Today, I’m just writing a story that I like to tell for fun and to say farewell, nice job to Ron Shaick.
In 1980, my dad brought an Apple II+ home (48K of memory and a single 5 1/4 inch floppy disk drive) to do some spreadsheet work using VisiCalc (Dan Bricklin‘s concept), Excel’s great, great grandfather. I was 16 at the time, and this simple introduction was all that I need to find my passion in life. I loved to play games on the computer and my parents insisted that I balance my computer time with something productive. So I learned how to program the Apple in Pascal – a few game of course, something about dropping depth charges from a surface ship to sink submarines in a 48×32 graphics display.
In 1982, I was graduating high school and I had been accepted to the University of San Francisco; I was going to study mathematics and get very far away from home. I also always wanted to buy a motorcycle and was never allowed – probably related to my uncle loosing a leg in a motorcycle accident a few years earlier, or maybe my parents where just plain smarter than I was. In any case, I asked for permission again and again the answer was “no, too dangerous”. But this time, I was 18 and free. Right? Since I had earned money of my own, I proceeded to buy a brand spanking new Honda 400E low rider. Very sweet. My parents did not like that move at all and they decided that they weren’t going to pay for my reckless California escape plan. Oops, and there was no plan B as all my friends sailed off to college.
I found a job baking croissants for Au Bon Pain at Logan airport, starting at 4:30 AM. It was ok, even fun, riding my motorcycle to the airport early in the morning until about October. Wearing a snow suit in November was a bit of a bummer. I baked thousands of croissants and delivered product to 11 carts spread throughout airport terminals. The cart person would sign a delivery receipt and at the end of their shift, they would inventory their cart, count their money and bring their receipts back to the office. The office manager would reconcile inventory, cash and receipts by hand – a good amount of work, recounts, etc.

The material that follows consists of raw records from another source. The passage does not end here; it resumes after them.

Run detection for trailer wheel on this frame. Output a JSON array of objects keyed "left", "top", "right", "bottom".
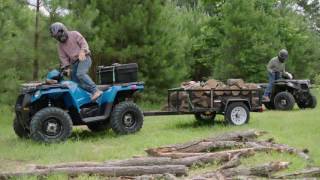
[
  {"left": 110, "top": 101, "right": 143, "bottom": 134},
  {"left": 263, "top": 101, "right": 274, "bottom": 110},
  {"left": 225, "top": 102, "right": 250, "bottom": 126},
  {"left": 297, "top": 93, "right": 317, "bottom": 109},
  {"left": 274, "top": 91, "right": 295, "bottom": 111},
  {"left": 194, "top": 112, "right": 216, "bottom": 122}
]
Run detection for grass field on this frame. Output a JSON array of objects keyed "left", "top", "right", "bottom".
[{"left": 0, "top": 91, "right": 320, "bottom": 179}]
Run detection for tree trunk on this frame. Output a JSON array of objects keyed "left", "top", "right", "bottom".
[{"left": 32, "top": 0, "right": 41, "bottom": 80}]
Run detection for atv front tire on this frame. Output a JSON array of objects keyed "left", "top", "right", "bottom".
[
  {"left": 110, "top": 102, "right": 143, "bottom": 134},
  {"left": 274, "top": 91, "right": 295, "bottom": 111},
  {"left": 30, "top": 107, "right": 72, "bottom": 143},
  {"left": 13, "top": 118, "right": 29, "bottom": 138}
]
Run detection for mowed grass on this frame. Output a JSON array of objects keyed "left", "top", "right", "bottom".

I saw an opportunity to write some software – yes, Apple II+. I showed the software to my office manager, who liked it. She introduced me to Ron Shaick – the CEO of Au Bon Pain. Ron offered to buy the software for $1500 and even better, he wanted me to write software for their 5 stores. Let me see, work in an office during the warm portion of the day for $10/hour or continue that 4:30 AM motorcycle thing to earn $2.50/hour baking croissants. I shared an office with Ron in a 2500 square foot office space, writing accounting and inventory control software in Basic on an IBM System 23 as Au Bon Pain expanded their store footprint – Harvard Square, Fanueil Hall, The Burlington Mall, the Airport and Copley Square were their first store locations.
In the meantime, I did decide to get a bit more serious about going to college – but I was still a thick headed, motorcycle riding, financially strapped independent. So, I worked hard to get into the University of Massachusetts at Amherst in February of 1983. At the time, Ron was driving hard to build the Au Bon Pain’s empire – many stores were opening and he built a new factory, corporate office in the old navy yard in Boston. So, I had plenty left on my plate. Ron asked me to continue writing while in school, returning to Boston monthly to provide update and discuss new stuff – no high speed Internet in 1983. Again, a great deal for a college kid paying $2300/semester for school. This continued on for a few years – Au Bon Pain opened many, many stores throughout the US they needed more than a part-time college kid.
A few years ago, I searched for Ron and found that he was CEO of Panera Bread. Ron is a winner and a great CEO; He was smart in 1983, he worked very hard and he succeeded over and over again. It was a good experience to work with Ron, I learned many things. I probably should have stayed at Au Bon Pain rather than going to college. A few years ago, I bought some Panera stock and I keep fairly close tabs on the company. Earlier this year, Ron announced that he will retire in May. Wow, what a run!